Test and learn is still important
Some may be thinking that this goes against the concept of test and learn. In the current dynamic market, it is important to be constantly testing the strategy to ensure you have the right mix, rather then sitting and waiting for a poor result to force a change.
Some marketers complain that they simply do not have the budget to test and learn because their entire budget is committed to executing their current strategy. But undertaking the roster review can release the budget from the waste and duplication that already exists in a poorly aligned roster.
The next issue is then how you are going to undertake the test and learn process. Some marketers confuse the test and learn approach with simply adding new capabilities to the strategy mix without setting up parameters to test the effectiveness of these new services. More and more get added and no-one ends up assessing the results leading to failure. Ironically leading to bloated and wasteful agency rosters.
You have heard the concept of ‘fail fast’ but the fact is testing something and getting a negative result is not a failure as you have learnt that it did not work. But doing things and getting a negative result is a failure if you did not learn what it was that was not working.
How to stop strategy being sales
One way is to eliminate all of the outsourced strategists that do not contribute to the overall strategy. Here’s a hint on how to identify them, look for a specialist discipline descriptor that precedes the word strategy in their title. See the first paragraph for some examples.
The fact is that a strategy should be solving a problem and that problem should be aligned to achieving an organisation objective. How to invest your media budget is not really a strategy, it is a plan. How to implement and execute social media requires a plan. The plan can have an objective and that objective should be aligned to a business objective.
I know some people get really confused here with the nuance of the language. But let’s use this simple example to demonstrate the difference.
If the business objective is to grow market share by 5%, the strategy outlines the marketing disciplines or channels being used to achieve this and the level of investment and results for each of those disciplines to contribute to delivering this objective. Then all that is required is a plan for each discipline on how to achieve this.
These are not more strategies, they are simply the specific, individual plans aligned to delivering the agreed strategic objective.
In this way you do not need five, ten, twenty or more specialist strategists telling you how to integrate their specific discipline into your marketing plan, you just need the one agreed strategy from which all these plans are aligned.
TrinityP3’s Strategic Supplier Alignment service helps you to untangle your supplier roster, understand its strengths and weaknesses, and develop an optimal structure to improve your performance. Learn more here
2 thoughts on “Are your agency strategists really salespeople in disguise?”

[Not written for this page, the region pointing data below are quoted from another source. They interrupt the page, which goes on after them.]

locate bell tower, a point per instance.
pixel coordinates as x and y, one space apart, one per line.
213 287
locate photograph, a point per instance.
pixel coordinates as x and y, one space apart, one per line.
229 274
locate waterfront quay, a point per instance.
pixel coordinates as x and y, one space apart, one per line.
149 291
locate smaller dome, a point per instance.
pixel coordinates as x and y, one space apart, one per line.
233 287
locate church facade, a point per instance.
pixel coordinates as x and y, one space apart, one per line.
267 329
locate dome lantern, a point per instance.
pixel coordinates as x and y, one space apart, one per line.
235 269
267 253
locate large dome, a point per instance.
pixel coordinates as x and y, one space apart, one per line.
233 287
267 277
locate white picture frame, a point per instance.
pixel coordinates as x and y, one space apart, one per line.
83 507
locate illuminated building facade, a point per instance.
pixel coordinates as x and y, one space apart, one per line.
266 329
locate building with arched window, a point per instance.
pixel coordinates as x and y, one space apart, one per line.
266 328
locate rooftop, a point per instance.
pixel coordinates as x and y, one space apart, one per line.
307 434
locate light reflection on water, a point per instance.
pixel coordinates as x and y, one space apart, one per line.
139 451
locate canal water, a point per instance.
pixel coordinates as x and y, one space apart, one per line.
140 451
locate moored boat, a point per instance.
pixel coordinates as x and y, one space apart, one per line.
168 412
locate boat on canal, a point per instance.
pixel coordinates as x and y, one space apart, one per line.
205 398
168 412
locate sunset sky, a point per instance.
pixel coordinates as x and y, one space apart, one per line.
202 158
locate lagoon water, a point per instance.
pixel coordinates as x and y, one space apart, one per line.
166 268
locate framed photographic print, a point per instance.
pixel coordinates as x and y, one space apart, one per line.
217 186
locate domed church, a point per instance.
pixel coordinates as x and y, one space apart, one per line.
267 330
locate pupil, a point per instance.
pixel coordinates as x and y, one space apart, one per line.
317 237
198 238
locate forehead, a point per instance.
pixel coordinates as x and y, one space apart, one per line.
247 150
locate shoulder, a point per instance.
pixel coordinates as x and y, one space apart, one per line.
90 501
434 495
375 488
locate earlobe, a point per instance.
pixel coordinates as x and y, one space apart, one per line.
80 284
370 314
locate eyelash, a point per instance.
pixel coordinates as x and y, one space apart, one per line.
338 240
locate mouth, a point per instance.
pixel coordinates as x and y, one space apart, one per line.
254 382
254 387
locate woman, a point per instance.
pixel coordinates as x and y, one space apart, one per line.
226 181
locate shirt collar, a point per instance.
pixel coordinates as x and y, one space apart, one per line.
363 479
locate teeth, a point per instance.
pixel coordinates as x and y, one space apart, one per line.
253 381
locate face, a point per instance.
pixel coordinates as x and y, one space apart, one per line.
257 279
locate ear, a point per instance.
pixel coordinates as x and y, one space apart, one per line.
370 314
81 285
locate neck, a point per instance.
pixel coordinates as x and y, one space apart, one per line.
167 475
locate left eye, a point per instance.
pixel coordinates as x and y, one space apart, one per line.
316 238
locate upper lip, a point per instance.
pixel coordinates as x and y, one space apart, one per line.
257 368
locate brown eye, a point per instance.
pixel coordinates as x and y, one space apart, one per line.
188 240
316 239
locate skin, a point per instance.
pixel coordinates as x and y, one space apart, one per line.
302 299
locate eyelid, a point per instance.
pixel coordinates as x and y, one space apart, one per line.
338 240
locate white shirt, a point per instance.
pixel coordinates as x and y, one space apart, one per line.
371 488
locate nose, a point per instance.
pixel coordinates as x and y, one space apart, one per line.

so isn't the logical conclusion to the challenge of managing and paying for this glut of specialist strategists to end the 'village model' and move back to one overall agency partner with whom clients can develop a strategy that can then be planned and executed by disciplinary experts either within that agency or as separate implementation experts
Hi Nick, I do not see how this is a logical conclusion. You can still have a village of specialists but reward them for results and not simply the number of hours they work. We have very successfully created remuneration models that effectively reward agencies for not doing something if it means delivering results. So to say it is logical appears illogical to me. Get a group of specialist strategists and collectively reward them for thinking that leads to delivering results and not reward them for simply recommending and selling their specialist services. Now that is logical.